Does anynone know the performance of DETR without Transformer part (only with ResNet)?

seaman1900 commented 1 year ago

in the paper, I don't find any explaination about the profit of Transformer part, maybe without Transformer, DETR still works well (just guessing)

NielsRogge commented 1 year ago

Hi,

The design of DETR inherently requires a Transformer to perform self-attention between object queries. The YOLOS model for instance removes the convolutional backbone + Transformer decoder, and trains the model with the same loss function, obtaining the same average precision (AP) on COCO.

ResNet itself is just a convolutional backbone, so you still need a decoder head on top, like Mask R-CNN.

seaman1900 commented 1 year ago

Hi,

The design of DETR inherently requires a Transformer to perform self-attention between object queries.

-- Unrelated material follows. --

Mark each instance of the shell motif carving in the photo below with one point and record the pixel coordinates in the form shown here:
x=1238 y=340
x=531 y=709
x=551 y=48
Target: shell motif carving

The YOLOS model for instance removes the convolutional backbone + Transformer decoder, and trains the model with the same loss function, obtaining the same average precision (AP) on COCO.

ResNet itself is just a convolutional backbone, so you still need a decoder head on top, like Mask R-CNN.

thank you for your reply, i have a deeper understanding for the detr architecture. The ResNet is used to extract the image feature(local feature), the Transformer is used to encode and decode the feature (this step gives the model global view of the image)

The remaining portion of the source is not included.